I jolted upright in my bed, my hand over my throat, and my heart pounding in my ears. It took me a minute to realize that I was no longer trapped in the dream but was instead in my bedroom with my parents just two doors down.
Darkness surrounded me and outside my bedroom window, I could see the hint of the sun rising in the east. I counted in my head the seconds as the light slowly rose up at the edges of my bed. It must have been an hour I sat there. My heart finally settled, but my fingers twitched. The after affects of the dream left me wanting something I knew I couldn’t give myself.

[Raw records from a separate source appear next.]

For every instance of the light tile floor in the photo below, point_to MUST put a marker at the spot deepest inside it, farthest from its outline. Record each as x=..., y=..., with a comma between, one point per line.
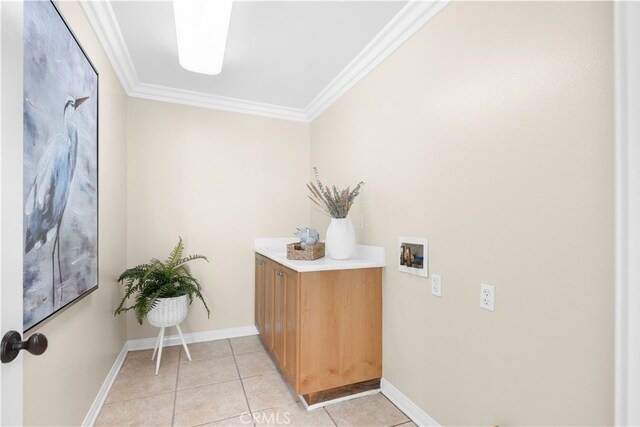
x=228, y=383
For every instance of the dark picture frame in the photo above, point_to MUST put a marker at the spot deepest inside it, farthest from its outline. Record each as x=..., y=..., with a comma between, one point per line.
x=413, y=255
x=60, y=166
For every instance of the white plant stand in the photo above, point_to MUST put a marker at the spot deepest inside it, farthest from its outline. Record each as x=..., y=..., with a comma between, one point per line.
x=168, y=312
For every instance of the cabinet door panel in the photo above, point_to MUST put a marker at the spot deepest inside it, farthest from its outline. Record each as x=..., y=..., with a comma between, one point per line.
x=279, y=298
x=291, y=327
x=259, y=302
x=268, y=304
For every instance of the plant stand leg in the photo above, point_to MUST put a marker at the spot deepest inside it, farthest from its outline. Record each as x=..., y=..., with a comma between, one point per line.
x=161, y=340
x=155, y=349
x=184, y=344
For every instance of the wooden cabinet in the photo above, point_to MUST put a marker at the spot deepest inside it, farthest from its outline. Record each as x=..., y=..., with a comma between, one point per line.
x=323, y=328
x=261, y=264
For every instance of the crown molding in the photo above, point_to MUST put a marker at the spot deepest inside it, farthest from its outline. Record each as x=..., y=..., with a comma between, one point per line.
x=406, y=23
x=215, y=102
x=103, y=21
x=409, y=20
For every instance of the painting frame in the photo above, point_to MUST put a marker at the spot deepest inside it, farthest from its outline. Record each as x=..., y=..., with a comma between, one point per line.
x=413, y=256
x=59, y=23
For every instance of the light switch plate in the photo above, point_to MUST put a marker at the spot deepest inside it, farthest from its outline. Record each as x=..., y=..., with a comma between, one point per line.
x=487, y=297
x=436, y=285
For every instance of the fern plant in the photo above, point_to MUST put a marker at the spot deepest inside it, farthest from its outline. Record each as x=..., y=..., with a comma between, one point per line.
x=147, y=283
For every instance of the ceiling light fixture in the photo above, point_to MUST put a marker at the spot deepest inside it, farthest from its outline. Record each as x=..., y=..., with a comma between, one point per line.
x=201, y=29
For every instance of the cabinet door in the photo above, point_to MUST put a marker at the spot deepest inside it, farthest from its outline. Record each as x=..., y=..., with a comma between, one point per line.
x=279, y=305
x=260, y=284
x=291, y=327
x=269, y=276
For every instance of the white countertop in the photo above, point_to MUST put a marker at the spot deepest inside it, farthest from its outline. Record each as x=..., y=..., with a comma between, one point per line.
x=276, y=249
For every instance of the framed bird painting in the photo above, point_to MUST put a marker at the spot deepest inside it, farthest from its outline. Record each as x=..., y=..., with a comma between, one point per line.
x=60, y=172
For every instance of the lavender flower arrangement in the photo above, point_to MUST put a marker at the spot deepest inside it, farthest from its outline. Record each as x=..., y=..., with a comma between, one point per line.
x=335, y=203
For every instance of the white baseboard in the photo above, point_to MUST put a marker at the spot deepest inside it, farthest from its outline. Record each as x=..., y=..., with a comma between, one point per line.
x=413, y=411
x=218, y=334
x=96, y=406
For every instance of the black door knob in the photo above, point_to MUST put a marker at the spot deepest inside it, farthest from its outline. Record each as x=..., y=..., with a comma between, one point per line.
x=12, y=344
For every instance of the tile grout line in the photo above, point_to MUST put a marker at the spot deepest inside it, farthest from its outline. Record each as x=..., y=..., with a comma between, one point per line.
x=401, y=411
x=244, y=392
x=330, y=417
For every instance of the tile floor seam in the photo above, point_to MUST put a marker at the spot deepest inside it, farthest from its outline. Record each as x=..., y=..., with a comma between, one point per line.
x=140, y=397
x=330, y=417
x=244, y=392
x=396, y=406
x=175, y=392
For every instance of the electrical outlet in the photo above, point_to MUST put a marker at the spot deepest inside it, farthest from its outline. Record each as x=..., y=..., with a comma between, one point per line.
x=487, y=297
x=436, y=285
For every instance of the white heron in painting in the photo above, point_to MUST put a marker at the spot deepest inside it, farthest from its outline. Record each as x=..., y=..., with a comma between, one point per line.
x=49, y=191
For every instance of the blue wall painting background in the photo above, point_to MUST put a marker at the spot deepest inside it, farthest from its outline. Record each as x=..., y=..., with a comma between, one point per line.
x=60, y=182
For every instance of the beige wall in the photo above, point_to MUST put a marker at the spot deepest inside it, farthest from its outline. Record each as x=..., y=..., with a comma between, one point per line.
x=219, y=180
x=84, y=340
x=490, y=132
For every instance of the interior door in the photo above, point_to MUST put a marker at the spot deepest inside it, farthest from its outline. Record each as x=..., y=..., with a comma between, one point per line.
x=11, y=46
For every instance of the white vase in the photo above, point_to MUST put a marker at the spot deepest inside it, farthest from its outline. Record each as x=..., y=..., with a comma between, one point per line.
x=340, y=241
x=168, y=312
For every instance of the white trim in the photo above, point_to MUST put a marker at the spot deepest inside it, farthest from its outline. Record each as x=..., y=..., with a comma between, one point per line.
x=406, y=23
x=214, y=102
x=337, y=400
x=169, y=340
x=409, y=20
x=413, y=411
x=627, y=312
x=95, y=408
x=105, y=25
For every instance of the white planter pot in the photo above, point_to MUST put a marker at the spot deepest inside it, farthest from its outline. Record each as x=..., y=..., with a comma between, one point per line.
x=168, y=312
x=340, y=240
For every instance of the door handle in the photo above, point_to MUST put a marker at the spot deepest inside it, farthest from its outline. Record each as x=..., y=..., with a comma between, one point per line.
x=12, y=344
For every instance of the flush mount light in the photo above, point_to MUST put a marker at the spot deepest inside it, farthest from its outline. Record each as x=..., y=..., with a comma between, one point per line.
x=201, y=29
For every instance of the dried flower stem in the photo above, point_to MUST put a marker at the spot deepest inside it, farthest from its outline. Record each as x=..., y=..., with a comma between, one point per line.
x=335, y=203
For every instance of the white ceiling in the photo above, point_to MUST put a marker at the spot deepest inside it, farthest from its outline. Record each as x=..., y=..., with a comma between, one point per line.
x=287, y=59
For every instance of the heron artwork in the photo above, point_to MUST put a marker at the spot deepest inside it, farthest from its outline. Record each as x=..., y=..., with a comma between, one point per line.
x=60, y=166
x=47, y=199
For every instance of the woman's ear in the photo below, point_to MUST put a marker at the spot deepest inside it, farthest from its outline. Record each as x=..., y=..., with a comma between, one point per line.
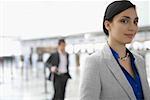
x=107, y=25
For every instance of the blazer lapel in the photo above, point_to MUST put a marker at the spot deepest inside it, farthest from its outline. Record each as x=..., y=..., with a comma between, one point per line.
x=117, y=72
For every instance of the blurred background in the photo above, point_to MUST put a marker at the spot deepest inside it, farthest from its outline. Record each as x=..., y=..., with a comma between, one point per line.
x=29, y=32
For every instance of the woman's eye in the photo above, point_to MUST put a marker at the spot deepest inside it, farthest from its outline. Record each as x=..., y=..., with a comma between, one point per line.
x=135, y=22
x=124, y=21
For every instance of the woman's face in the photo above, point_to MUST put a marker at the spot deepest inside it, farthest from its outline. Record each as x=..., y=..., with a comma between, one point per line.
x=124, y=26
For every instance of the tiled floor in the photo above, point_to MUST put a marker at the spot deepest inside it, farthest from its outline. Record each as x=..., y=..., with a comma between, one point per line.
x=27, y=84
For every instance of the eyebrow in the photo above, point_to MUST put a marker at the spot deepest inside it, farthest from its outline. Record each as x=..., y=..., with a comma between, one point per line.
x=130, y=18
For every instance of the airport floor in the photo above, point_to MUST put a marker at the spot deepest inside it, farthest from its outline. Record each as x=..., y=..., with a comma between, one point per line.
x=29, y=84
x=17, y=83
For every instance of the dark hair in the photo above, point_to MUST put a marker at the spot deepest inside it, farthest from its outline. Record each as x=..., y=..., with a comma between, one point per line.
x=61, y=41
x=114, y=9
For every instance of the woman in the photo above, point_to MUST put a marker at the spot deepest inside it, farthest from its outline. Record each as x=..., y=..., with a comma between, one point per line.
x=115, y=73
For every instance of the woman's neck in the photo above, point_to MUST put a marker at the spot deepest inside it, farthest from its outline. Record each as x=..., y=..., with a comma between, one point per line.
x=118, y=47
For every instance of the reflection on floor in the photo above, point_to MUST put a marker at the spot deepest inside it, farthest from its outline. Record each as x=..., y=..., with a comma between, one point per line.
x=17, y=83
x=27, y=84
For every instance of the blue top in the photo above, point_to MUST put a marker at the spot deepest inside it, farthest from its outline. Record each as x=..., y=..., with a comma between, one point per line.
x=135, y=82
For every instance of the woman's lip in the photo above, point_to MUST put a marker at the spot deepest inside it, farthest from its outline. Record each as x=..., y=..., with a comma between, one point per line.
x=129, y=35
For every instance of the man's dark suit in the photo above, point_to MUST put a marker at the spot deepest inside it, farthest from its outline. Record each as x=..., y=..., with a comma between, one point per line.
x=59, y=80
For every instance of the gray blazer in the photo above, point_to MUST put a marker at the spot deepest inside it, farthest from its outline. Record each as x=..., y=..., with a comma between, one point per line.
x=103, y=79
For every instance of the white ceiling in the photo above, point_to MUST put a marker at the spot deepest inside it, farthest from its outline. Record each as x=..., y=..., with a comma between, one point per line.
x=30, y=19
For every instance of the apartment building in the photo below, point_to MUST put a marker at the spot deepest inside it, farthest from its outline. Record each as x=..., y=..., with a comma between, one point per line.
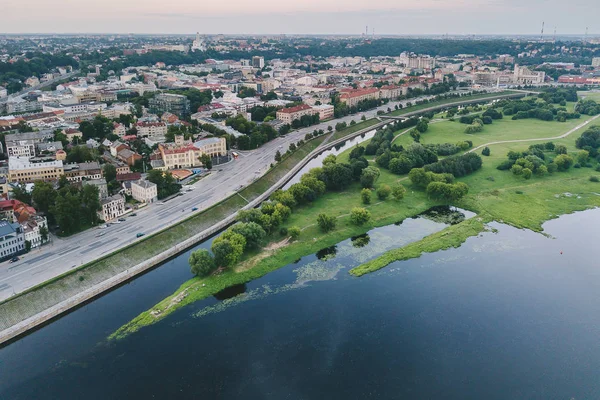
x=12, y=239
x=288, y=115
x=153, y=130
x=21, y=144
x=326, y=111
x=173, y=103
x=22, y=170
x=144, y=191
x=355, y=96
x=187, y=154
x=112, y=207
x=83, y=171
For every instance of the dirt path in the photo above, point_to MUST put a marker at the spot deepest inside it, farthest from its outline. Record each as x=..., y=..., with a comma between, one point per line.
x=564, y=135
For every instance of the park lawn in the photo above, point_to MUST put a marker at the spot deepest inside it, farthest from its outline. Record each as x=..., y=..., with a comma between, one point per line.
x=501, y=130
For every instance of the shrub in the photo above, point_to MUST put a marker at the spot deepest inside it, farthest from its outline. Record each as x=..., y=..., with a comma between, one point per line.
x=294, y=232
x=383, y=192
x=326, y=223
x=359, y=216
x=365, y=195
x=202, y=263
x=398, y=192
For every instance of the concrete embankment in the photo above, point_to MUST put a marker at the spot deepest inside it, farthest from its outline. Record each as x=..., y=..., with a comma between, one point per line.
x=72, y=302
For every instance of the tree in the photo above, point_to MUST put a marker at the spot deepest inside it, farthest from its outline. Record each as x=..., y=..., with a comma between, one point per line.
x=110, y=172
x=251, y=231
x=365, y=195
x=326, y=223
x=294, y=232
x=560, y=149
x=20, y=193
x=398, y=192
x=44, y=234
x=369, y=176
x=563, y=162
x=359, y=216
x=228, y=248
x=383, y=192
x=202, y=263
x=206, y=161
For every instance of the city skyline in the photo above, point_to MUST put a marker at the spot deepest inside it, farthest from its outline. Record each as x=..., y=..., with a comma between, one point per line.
x=387, y=17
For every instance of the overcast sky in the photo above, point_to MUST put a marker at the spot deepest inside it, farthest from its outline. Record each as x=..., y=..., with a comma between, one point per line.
x=300, y=16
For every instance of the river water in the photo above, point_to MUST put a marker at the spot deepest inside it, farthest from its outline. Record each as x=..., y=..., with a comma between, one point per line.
x=505, y=316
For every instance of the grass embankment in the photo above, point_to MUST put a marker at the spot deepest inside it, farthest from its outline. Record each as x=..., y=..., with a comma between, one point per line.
x=60, y=288
x=419, y=107
x=452, y=237
x=494, y=195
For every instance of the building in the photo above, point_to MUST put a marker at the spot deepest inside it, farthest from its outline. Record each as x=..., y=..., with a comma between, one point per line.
x=524, y=76
x=173, y=103
x=112, y=208
x=83, y=171
x=353, y=97
x=414, y=61
x=31, y=230
x=128, y=156
x=258, y=62
x=144, y=191
x=187, y=154
x=325, y=111
x=198, y=44
x=21, y=170
x=71, y=134
x=21, y=144
x=101, y=185
x=12, y=239
x=153, y=130
x=288, y=115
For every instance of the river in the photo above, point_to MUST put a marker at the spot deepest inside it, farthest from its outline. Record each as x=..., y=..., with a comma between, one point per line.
x=509, y=315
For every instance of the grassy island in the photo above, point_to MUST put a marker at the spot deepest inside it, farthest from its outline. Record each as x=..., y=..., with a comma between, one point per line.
x=519, y=199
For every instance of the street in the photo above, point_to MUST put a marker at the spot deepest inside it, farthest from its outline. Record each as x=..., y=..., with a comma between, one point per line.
x=61, y=255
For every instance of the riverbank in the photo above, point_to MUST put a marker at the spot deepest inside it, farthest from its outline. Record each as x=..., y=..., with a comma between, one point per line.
x=54, y=297
x=495, y=195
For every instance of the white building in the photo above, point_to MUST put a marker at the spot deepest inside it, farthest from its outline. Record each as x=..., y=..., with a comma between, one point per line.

Not only was it wrong, but it was also impossible.
My body didn’t respond like it should. When I touched myself—or at least tried to—I got only a faint response. I could chase after a climax for days if I had the will. The thing was, I couldn’t c*m except when I was in my dreams. The sight of the beasts from my dreams was enough to get me soaking in my underwear. It was instant like there was an on switch that could be toggle by only them. Since I was sixteen I’d dealt with this curse.
I thought it had stopped when I turned eighteen.
That was the day I woke from a peaceful sleep for the first time in two years. The first thing I’d done was rub one out, laughing as I came from my fingers and without the assistance of the beasts.
It all crumbled down when I’d found out Jacob had gone missing. Somewhere in the midst of the night, he’d snuck out of his bedroom and hadn’t come back. At seventeen years old, there had been no telling where he would have gone. For months we searched for him and couldn’t find a clue. His bedroom became locked off and we only mentioned him in reference. Nights at the dinner table were hard to get through when all I could imagine was him somewhere on the street starving to death.
I’d gotten what I wanted. The dreams were gone, but I’d lost Jacob.
That was until tonight.
Hope surged through me. I couldn’t let myself feel that way. But it was too late. Tears fell from my eyes, streaming down my cheeks. I covered my face with my hands and cried until my throat hurt. With burning eyes, I fell back on my bed.
The dreams were back. Maybe that meant Jacob would come home.
I stood up from my bed and fumbled for some clean clothes from my dresser. I’d barely gotten a clean pair of pants on before there was a knock on my door.
Frowning, I turned towards it.
“Yeah?”
“There’s a call for you.”
My heart skipped.
Calm down. It’s not him.
That irrational part of myself was coming back. Though I knew how unlikely it was that he would show up after two years of silence, I wanted this phone call to be from him. I don’t know why he wouldn’t talk to mom or dad—though he didn’t know them as well as he did me—first. But I was craving for some closure.
“Who is it?” I grabbed a white t-shirt from the top drawer and pulled it over my head.
“Angeline. From the studio.”
My heart sunk. It should have been expected. Work was calling. Not Jacob.
I opened the door.
Mom stood there with the phone in her hand. She handed it to me. I took it and shut the door before she could say what was on her mind. She’d had that look on her face that said she was going to go on a rant about how I should be working under Dad’s company instead of wasting my time freelance writing for a studio that didn’t pay me squat.
Though the prospect of moving out of my parent’s house was great, there was the slight problem that I would be more constricted under Dad’s scrutiny. He managed a car shop in town. He made good money for just being the manager, not the owner, but they were good friends from back in high school. I could have had a job there with no problem.
It just wasn’t me. And I wasn’t saying that to make myself seem cooler. Working on cars had been nice when Jacob was around. It was his thing. We would wake up early before school and work on the car he’d dug up from online. I didn’t know much about cars and still didn’t know much, but when Jacob was talking about things it was hard to not get involved. I was sucked into this small world he’d created.
The studio I worked for was Channel 6 News for the surrounding Southeast states. Though I wasn’t making that much, it gave me the freedom to work by myself and only take up a few writing tasks during the week. I needed less time to think about things and had a lot more time sleeping.
This the was the first dream I’d had since they stopped. I’d gotten used to having a full nights sleep plus whatever I snuck in when I wasn’t working. A second job would have been the right choice but I was fine with the sporadic pay that came with the work.
Dad thought I was a fool and Mom made it a point to not talk to me about it. I’m sure they were tired of me staying here. I was too.
They were fine the first few months after I turned eighteen and graduated from high school. When Jacob disappeared, they were just as heartbroken as I was, but they soon got passed it. I don’t know how they did it. I couldn’t go a minute without thinking about him.
Even now, a year after the cops stopped searching him, I couldn’t stop thinking about him.